Use the above notation to write the objective function and calculate its gradients. $$\eqalign{ \phi &= \frac 12\;{w:w} \\ d\phi &= {w}:{dw} \\ &= {w}:\LR{F\,de + E\;df} \\ &= {Fw}:{de} + {Ew}:{df} \\ &= {Fw}:\LR{A\,du} + {Ew}:\LR{B\,dv} \\ &= {A^TFw}:{du} + {B^TEw}:{dv} \\ \grad{\phi}{u} &= {A^TFw},\qquad\grad{\phi}{v} = {B^TEw} \\ }$$ Set the first gradient to zero and calculate the least squares solution $$\eqalign{ 0 &= A^TFw = A^TF\LR{FAu-y} \qiq u_* = \LR{FA}^+y \\ }$$ where $\LR{FA}^+$ denotes the pseudoinverse of $\LR{FA}\,$ however in Matlab code it is more efficient to use the backslash operator $\;u_* = (FA)\,\backslash\,y$

Depending on the relative dimensions of the variables (which weren't fully specified), it may be possible to drastically simplify this calculation.

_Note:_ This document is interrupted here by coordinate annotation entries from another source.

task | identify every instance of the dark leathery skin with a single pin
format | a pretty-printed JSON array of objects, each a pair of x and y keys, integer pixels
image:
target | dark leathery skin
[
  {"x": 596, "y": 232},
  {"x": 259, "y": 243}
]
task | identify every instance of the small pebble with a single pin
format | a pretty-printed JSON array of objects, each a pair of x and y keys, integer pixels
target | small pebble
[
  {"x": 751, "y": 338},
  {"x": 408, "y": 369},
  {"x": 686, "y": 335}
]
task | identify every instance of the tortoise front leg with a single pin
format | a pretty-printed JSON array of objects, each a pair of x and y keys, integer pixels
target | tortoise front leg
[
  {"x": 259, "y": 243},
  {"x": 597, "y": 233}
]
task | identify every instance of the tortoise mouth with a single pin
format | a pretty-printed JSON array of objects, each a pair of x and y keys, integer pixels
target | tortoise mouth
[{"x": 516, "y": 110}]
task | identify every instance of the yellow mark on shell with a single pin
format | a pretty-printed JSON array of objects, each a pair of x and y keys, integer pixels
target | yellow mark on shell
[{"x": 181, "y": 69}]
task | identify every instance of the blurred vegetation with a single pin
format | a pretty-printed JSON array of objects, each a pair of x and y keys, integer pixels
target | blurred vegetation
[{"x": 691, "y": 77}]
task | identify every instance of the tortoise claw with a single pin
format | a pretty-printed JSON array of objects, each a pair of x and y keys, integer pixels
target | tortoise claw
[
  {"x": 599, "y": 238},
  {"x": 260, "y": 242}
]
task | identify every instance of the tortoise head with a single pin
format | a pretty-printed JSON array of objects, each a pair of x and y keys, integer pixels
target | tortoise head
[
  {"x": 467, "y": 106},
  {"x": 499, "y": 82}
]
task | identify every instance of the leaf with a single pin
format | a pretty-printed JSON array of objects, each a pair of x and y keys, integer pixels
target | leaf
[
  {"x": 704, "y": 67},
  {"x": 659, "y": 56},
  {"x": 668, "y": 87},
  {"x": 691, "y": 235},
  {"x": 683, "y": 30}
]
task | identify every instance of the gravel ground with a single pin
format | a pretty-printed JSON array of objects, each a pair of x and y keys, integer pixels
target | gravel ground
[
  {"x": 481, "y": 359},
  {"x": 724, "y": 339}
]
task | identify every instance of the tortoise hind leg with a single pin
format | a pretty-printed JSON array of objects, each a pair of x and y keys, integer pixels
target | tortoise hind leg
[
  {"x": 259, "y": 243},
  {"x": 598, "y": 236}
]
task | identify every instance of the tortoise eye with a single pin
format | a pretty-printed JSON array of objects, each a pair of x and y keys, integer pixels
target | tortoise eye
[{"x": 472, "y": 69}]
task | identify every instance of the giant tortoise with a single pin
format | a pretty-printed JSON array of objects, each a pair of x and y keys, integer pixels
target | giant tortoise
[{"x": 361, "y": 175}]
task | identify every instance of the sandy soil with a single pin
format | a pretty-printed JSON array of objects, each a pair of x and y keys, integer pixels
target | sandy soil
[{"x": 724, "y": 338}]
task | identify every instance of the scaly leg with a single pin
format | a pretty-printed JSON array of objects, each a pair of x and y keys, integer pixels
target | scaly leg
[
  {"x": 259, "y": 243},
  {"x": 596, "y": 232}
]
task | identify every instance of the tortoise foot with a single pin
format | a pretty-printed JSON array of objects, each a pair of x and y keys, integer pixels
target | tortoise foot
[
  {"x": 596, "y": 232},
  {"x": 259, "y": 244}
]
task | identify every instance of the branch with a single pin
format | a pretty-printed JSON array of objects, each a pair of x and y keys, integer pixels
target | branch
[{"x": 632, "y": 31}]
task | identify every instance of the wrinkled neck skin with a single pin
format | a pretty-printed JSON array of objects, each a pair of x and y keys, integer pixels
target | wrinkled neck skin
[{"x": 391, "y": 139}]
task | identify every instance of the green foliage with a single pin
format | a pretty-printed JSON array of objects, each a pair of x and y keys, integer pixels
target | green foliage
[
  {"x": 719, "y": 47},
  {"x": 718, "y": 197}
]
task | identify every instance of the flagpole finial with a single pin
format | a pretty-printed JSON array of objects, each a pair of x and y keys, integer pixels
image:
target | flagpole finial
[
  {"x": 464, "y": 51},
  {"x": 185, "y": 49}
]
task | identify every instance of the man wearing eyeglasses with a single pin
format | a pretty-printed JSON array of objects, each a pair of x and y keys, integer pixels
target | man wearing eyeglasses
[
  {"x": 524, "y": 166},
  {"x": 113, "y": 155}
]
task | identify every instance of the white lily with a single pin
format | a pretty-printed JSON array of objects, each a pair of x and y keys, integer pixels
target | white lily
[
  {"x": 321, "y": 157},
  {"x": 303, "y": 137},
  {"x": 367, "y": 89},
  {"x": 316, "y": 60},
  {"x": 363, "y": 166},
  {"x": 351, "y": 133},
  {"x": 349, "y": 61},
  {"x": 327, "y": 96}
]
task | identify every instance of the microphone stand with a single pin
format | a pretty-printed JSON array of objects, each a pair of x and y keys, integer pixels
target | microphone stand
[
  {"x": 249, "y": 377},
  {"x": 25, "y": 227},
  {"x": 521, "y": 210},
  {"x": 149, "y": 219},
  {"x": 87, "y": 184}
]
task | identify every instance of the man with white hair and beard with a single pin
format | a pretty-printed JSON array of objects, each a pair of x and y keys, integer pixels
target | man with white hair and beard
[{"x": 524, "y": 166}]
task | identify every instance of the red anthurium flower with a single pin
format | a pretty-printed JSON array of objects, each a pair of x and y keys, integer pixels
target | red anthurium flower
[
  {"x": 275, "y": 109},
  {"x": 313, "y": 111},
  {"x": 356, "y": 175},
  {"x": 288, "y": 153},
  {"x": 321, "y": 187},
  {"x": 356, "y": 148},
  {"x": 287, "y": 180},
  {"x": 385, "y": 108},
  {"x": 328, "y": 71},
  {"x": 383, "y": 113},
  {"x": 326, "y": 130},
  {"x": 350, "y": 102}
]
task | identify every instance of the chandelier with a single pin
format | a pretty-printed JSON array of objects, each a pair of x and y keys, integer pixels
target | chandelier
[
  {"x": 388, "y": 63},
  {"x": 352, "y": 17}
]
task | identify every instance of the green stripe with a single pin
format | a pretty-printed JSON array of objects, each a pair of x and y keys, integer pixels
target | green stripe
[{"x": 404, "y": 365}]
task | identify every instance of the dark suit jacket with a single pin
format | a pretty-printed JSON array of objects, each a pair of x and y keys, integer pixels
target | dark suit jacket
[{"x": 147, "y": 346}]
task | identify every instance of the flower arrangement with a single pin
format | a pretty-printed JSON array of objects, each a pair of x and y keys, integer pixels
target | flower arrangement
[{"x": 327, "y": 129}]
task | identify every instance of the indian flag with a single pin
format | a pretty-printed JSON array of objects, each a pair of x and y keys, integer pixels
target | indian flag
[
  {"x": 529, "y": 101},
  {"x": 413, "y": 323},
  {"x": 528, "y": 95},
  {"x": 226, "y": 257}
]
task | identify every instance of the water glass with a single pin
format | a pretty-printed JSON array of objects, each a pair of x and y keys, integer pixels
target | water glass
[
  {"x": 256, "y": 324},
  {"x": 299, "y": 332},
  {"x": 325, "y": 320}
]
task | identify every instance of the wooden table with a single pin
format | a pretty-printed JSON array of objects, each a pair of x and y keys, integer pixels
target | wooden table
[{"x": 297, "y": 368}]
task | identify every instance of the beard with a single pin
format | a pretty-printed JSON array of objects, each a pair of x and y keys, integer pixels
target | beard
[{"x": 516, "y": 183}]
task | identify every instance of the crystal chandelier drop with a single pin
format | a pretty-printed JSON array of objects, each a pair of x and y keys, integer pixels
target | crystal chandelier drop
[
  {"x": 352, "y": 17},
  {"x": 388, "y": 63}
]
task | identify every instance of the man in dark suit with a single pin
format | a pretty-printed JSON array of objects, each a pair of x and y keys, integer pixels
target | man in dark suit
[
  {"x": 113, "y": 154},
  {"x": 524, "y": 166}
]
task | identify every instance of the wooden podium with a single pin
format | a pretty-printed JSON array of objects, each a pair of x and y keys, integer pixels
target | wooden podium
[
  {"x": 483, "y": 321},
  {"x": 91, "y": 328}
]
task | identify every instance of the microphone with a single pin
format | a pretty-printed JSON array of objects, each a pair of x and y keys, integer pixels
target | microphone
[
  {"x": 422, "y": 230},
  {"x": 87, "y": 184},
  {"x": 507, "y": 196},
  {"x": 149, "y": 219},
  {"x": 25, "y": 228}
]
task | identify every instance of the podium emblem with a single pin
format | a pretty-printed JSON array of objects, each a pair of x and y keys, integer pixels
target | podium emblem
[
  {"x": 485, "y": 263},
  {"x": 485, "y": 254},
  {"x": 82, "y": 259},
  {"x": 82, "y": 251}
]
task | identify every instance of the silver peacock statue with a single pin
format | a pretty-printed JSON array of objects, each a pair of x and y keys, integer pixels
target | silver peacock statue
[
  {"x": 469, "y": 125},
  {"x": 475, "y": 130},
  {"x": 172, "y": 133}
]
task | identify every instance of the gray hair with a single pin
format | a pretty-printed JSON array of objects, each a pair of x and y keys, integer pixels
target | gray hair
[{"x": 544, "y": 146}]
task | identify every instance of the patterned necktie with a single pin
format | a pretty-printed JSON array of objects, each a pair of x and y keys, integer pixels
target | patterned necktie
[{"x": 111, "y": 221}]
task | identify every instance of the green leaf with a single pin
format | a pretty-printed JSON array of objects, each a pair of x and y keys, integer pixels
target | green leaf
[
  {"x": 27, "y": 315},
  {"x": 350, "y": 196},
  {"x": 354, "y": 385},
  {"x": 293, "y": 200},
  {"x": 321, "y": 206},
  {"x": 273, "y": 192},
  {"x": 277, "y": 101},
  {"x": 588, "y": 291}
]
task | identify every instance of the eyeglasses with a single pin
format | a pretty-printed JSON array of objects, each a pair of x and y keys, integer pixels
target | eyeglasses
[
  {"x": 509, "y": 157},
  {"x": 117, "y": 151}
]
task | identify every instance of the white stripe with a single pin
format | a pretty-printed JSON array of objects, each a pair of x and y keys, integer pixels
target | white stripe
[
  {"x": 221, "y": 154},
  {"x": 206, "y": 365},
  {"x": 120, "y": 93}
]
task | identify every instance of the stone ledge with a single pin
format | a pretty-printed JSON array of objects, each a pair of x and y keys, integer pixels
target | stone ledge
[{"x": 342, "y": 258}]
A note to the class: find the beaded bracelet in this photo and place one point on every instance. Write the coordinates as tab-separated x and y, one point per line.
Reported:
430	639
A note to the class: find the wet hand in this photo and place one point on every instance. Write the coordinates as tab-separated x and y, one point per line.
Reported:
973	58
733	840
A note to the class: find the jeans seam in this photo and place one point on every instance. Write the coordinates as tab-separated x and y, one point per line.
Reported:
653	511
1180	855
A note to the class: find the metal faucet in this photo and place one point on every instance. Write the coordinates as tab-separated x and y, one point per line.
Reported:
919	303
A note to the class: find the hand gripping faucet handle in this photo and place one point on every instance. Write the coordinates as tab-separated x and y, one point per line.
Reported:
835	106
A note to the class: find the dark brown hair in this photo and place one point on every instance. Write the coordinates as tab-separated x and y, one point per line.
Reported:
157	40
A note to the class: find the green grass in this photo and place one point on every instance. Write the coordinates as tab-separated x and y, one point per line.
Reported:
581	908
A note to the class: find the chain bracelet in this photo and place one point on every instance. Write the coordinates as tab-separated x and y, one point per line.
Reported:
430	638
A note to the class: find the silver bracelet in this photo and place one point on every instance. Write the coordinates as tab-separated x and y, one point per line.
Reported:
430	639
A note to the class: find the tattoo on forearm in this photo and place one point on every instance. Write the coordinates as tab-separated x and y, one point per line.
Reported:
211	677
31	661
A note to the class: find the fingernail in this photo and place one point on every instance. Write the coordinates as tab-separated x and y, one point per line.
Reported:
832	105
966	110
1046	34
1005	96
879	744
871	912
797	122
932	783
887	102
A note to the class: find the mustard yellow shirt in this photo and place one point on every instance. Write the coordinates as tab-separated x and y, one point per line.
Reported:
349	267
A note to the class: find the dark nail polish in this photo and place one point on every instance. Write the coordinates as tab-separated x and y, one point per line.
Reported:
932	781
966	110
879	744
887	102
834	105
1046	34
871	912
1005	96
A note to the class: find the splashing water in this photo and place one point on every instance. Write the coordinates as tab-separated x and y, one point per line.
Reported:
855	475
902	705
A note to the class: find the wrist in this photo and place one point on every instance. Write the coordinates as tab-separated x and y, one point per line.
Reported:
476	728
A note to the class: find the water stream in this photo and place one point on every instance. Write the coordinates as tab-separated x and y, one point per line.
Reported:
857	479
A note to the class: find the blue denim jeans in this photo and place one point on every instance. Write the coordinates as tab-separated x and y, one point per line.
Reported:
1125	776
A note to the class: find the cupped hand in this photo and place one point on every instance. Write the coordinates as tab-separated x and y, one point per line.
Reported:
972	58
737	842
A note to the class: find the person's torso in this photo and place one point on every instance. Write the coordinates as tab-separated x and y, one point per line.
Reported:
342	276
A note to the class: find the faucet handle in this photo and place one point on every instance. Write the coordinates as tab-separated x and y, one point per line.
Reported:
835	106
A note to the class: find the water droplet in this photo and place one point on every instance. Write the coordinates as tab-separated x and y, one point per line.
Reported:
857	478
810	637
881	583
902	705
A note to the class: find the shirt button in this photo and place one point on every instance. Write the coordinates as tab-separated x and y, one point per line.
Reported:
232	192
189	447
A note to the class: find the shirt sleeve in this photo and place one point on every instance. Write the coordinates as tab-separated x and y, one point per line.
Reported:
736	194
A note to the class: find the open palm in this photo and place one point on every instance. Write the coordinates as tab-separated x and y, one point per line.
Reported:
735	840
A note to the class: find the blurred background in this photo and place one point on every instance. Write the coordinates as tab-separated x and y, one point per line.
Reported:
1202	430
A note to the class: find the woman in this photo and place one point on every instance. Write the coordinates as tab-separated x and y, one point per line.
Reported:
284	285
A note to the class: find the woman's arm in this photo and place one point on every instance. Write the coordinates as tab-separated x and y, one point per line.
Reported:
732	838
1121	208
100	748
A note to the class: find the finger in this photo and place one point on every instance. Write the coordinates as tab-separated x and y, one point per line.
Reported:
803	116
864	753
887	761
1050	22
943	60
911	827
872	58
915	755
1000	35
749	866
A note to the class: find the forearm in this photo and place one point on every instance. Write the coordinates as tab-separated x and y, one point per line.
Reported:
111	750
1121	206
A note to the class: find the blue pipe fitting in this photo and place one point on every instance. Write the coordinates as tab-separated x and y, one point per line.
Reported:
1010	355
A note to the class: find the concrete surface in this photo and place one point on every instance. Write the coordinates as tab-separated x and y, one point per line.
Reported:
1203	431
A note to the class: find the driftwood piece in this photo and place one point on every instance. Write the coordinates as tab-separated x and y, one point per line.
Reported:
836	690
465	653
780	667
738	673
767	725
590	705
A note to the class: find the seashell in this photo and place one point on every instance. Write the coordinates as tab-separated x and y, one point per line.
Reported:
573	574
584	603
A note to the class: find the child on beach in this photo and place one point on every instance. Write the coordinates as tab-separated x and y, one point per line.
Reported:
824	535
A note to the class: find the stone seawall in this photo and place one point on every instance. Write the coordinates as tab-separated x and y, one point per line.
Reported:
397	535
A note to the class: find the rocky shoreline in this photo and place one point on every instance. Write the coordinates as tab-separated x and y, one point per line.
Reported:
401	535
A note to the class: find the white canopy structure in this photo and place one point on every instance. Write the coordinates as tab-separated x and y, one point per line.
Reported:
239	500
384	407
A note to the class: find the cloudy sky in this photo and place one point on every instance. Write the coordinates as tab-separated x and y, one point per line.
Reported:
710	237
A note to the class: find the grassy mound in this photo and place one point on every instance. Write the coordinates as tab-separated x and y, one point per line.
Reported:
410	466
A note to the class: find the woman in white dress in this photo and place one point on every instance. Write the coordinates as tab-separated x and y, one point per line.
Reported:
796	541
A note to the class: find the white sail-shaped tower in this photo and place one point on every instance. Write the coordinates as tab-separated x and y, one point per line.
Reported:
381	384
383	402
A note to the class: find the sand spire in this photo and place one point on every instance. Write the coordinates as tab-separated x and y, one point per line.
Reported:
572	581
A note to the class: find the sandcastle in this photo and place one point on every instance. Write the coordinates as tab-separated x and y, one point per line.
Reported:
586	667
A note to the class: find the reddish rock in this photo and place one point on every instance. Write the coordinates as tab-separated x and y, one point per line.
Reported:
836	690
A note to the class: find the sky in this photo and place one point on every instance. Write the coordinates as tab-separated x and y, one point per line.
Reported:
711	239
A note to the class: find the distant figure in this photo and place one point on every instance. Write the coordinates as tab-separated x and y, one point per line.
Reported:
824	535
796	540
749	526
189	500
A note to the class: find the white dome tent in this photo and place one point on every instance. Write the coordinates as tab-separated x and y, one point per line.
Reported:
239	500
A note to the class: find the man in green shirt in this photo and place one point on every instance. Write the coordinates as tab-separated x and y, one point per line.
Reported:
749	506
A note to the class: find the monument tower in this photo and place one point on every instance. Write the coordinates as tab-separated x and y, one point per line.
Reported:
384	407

In particular if $$p \ge n = {\rm rank}(A) = {\rm rank}(F)$$ then $$\LR{FA}^+ = A^+F^+ \qiq u_* = A^+\LR{y\oslash f}$$ Since $A^+$ can be computed once outside of the main loop and since the Hadamard division $(\oslash)$ of vectors is extremely fast, this approach is even more efficient than the previously mentioned backslash operator.

Analogous manipulations of the second gradient yields $\;v_* = \LR{EB}^+y$

The conventional Alternating Least Squares (ALS) iterations are then $$\eqalign{ E &= \Diag{Au} \\ v &= \LR{EB}^+y \\ F &= \Diag{Bv} \\ u &= \LR{FA}^+y \\ }$$ However, simple substitution will eliminate one of the variables and yield a nonlinear equation (NLE) in the remaining variable, e.g. $$\eqalign{ {u} &= \LR{\Diag{B\LR{\Diag{A\c{u}}B}^+y}A}^+y \\ u &= G(\c{u}) \\ F(u) &= {u-G(u)} \;=\; 0 \\ }$$ This NLE can be solved using a quasi-Newton (or conjugate gradient) method, which will have a faster rate of convergence than ALS. The trade-off for this increased speed is the loss of the convergence guarantee of the ALS iteration.

Furthermore, such an approach requires the Jacobian of $F(u)$ which is far too complicated to calculate manually and will require the use of Automatic Differentiation (AD) software.